Совершенно ошеломленные спектаклем, который только что разыгрался на их глазах, Иван, Павел, Марго и Варвара выбрались из кустов и поспешили туда, откуда вот-вот должен был появиться Герасим. Однако на пути ко входу в школьное здание они столкнулись с угрюмо бредущим по двору Сеней.

— Ну как? — хором поинтересовались его четверо друзей.

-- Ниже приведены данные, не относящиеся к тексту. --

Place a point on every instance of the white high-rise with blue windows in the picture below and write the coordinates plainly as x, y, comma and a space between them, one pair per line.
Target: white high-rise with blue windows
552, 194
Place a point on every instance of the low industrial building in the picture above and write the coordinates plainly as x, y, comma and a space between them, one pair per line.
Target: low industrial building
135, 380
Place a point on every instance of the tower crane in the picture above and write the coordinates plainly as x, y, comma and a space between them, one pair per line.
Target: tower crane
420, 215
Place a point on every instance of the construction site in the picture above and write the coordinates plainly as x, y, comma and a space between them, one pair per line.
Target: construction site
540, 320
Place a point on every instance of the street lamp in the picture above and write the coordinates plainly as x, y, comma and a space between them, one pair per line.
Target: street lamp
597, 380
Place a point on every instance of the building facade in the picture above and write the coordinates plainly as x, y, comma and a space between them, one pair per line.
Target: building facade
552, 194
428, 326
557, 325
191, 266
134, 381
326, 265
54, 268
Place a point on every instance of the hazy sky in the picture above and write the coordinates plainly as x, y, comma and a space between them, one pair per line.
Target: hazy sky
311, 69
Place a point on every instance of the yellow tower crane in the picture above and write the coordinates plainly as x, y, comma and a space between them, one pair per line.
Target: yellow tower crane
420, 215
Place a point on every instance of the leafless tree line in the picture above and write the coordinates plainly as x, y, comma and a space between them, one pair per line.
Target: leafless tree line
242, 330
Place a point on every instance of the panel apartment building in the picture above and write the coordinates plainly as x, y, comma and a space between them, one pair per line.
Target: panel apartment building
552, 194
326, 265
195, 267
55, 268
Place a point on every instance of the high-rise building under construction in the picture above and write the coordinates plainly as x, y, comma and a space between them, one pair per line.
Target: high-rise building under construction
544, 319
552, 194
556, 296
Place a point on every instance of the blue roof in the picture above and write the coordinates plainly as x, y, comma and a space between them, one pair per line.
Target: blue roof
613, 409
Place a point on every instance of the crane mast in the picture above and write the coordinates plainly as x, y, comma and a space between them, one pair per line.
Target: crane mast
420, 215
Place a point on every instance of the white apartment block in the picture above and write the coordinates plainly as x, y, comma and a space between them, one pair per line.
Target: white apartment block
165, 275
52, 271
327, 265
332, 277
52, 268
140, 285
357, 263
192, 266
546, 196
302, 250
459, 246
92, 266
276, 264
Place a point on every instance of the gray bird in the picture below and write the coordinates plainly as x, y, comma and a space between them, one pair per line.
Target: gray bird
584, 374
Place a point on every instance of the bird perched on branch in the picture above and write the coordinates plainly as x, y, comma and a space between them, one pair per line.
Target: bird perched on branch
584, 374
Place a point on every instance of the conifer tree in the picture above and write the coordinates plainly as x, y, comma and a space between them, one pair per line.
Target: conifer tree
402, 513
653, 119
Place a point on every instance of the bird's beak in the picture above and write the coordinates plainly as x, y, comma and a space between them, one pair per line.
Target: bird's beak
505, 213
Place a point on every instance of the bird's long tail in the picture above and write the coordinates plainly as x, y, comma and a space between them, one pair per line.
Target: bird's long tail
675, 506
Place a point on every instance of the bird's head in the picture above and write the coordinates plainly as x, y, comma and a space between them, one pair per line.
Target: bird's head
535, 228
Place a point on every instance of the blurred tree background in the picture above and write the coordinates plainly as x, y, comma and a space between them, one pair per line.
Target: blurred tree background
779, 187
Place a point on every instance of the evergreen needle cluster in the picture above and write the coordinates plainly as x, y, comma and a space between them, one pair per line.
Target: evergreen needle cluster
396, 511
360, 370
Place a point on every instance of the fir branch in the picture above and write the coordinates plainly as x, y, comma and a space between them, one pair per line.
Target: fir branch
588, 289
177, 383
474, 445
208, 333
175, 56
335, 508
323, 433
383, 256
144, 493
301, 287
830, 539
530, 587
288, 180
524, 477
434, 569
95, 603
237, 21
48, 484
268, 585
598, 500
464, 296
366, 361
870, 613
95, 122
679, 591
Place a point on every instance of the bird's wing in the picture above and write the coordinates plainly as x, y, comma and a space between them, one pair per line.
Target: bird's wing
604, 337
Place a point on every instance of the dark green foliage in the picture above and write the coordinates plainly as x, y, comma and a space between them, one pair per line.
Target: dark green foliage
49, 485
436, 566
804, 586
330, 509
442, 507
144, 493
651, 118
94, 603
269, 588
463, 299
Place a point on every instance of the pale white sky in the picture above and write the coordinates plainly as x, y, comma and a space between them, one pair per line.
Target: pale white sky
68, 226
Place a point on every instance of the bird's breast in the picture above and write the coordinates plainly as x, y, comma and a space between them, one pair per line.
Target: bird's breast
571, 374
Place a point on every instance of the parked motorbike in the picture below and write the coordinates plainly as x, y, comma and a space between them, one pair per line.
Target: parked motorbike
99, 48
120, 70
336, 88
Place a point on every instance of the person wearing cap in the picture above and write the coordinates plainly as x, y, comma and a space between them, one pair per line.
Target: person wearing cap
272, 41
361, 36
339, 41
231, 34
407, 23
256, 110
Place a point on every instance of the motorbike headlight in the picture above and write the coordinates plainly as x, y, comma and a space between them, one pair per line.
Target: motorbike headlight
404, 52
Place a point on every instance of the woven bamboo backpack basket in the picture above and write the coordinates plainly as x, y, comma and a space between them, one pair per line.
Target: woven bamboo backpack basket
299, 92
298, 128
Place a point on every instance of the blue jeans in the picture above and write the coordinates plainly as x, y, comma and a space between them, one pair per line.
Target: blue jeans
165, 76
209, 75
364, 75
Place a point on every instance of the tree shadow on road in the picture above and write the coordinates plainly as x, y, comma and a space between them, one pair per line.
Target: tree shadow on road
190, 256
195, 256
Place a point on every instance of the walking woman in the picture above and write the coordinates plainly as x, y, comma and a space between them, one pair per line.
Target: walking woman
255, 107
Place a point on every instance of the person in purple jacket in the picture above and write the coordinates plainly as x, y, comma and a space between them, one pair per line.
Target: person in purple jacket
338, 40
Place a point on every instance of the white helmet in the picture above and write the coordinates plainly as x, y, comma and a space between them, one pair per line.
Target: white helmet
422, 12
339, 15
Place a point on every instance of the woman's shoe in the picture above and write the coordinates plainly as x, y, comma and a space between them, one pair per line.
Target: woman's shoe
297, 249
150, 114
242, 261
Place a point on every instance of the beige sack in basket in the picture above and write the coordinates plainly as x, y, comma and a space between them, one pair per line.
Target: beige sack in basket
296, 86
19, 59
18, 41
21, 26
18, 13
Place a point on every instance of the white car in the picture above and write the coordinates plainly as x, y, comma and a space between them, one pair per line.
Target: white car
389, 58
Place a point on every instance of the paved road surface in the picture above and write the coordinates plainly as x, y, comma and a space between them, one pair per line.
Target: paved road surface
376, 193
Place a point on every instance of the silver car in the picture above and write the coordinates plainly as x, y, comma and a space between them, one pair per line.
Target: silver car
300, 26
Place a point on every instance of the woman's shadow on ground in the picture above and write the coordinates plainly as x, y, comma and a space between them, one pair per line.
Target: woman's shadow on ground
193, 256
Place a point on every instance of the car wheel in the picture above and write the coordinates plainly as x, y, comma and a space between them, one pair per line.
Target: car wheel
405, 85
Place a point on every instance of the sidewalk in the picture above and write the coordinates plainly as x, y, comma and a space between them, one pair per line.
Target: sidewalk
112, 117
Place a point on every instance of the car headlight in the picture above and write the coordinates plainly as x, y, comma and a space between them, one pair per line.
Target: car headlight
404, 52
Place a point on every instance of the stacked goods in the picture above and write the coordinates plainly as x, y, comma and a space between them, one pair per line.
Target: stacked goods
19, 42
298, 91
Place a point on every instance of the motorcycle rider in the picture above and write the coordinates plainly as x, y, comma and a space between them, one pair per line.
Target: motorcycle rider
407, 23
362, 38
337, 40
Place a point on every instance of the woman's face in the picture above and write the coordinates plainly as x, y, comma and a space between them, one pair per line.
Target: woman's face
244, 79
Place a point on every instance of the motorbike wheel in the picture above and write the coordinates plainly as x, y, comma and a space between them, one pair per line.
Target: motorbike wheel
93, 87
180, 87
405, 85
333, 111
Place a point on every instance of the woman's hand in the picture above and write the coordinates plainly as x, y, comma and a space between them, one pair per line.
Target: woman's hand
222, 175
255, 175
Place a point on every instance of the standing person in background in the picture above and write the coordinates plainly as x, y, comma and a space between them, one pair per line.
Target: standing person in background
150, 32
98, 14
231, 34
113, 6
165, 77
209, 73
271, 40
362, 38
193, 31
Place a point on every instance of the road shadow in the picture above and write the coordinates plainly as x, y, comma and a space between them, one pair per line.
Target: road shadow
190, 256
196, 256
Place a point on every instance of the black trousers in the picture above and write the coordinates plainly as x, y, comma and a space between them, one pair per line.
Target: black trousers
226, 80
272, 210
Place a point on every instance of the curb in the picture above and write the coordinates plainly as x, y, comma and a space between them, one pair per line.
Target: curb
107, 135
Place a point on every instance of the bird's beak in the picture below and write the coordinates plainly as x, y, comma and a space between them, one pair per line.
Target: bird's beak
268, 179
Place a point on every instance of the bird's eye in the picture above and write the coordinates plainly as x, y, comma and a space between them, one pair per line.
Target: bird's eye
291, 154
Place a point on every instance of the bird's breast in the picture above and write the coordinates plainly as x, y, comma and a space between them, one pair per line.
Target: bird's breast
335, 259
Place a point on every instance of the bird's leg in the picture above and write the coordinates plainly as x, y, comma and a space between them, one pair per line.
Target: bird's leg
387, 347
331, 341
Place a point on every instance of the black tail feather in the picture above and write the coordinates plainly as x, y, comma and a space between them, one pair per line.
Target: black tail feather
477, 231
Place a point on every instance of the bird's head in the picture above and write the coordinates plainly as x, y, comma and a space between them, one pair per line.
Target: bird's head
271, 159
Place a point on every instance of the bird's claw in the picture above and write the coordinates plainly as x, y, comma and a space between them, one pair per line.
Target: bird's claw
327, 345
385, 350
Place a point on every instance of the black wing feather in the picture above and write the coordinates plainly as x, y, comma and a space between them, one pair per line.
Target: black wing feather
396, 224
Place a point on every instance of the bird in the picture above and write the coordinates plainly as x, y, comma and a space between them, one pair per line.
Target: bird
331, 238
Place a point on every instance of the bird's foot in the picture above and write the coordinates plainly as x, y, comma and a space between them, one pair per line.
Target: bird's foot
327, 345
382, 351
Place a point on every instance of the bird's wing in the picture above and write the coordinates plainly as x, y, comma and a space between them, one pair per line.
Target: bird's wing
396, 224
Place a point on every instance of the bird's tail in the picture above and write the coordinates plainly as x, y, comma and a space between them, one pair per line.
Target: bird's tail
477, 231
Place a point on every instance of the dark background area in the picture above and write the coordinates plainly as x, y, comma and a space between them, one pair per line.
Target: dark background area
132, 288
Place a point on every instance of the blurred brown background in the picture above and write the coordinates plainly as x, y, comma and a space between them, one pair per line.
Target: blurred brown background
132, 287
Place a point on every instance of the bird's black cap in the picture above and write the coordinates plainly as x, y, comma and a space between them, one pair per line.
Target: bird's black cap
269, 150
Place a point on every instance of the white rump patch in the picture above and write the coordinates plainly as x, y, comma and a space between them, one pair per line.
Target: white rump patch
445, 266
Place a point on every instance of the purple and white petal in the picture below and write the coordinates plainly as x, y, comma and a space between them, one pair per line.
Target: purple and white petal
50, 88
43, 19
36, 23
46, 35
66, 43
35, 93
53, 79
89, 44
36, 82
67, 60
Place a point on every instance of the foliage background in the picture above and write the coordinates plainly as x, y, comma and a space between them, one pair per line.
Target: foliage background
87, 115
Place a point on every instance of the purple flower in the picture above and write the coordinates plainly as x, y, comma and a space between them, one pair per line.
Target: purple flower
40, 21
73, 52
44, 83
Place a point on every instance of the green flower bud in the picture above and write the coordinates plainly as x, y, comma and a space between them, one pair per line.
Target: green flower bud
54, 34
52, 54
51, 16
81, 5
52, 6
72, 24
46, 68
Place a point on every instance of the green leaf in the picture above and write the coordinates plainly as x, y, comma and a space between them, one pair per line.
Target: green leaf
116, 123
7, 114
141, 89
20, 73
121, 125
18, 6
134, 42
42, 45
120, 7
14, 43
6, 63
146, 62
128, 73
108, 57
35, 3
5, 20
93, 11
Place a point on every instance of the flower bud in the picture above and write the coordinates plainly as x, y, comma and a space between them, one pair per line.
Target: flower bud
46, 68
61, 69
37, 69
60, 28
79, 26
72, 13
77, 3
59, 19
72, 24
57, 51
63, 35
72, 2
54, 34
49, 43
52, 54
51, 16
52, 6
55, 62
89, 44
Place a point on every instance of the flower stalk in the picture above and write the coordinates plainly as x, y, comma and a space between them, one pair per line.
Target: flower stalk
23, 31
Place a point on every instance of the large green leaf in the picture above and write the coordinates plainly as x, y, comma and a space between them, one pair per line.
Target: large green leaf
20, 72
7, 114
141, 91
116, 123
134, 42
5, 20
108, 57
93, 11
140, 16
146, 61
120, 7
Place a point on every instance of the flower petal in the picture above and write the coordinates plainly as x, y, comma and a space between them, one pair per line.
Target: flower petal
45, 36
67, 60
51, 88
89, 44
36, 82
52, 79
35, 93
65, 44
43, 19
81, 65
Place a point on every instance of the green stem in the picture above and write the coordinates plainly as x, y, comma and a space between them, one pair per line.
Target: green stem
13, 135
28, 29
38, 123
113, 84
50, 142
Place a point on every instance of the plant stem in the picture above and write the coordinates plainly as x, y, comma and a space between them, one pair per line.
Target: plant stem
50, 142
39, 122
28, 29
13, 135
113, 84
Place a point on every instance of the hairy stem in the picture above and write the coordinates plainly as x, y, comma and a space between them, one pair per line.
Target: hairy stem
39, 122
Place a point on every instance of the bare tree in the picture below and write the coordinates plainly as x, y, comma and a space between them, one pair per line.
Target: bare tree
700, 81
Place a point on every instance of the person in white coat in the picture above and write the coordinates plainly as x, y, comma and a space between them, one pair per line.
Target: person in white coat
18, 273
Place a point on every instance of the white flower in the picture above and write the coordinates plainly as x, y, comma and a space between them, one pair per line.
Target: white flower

— Полный абзац, — констатировал Баскаков. — Конфисковали. Тут такое было, — вдруг оживился он. — Она в предка выстрелила.

— Видели, — прыснула Варя.

— Видели? — вытаращился на неё Баскаков.

— В окно, — пояснил Павел.

— Все видели? — поинтересовался Сеня.

— Все, — кивнули остальные.

— Не забывается такое никогда, — пропела Варя.

— Это точно, — захохотал Сеня. — Мне бы тоже очень понравилось, — тут он снова погрустнел, — если бы мой предок не отобрал пистолет. Теперь не отдаст.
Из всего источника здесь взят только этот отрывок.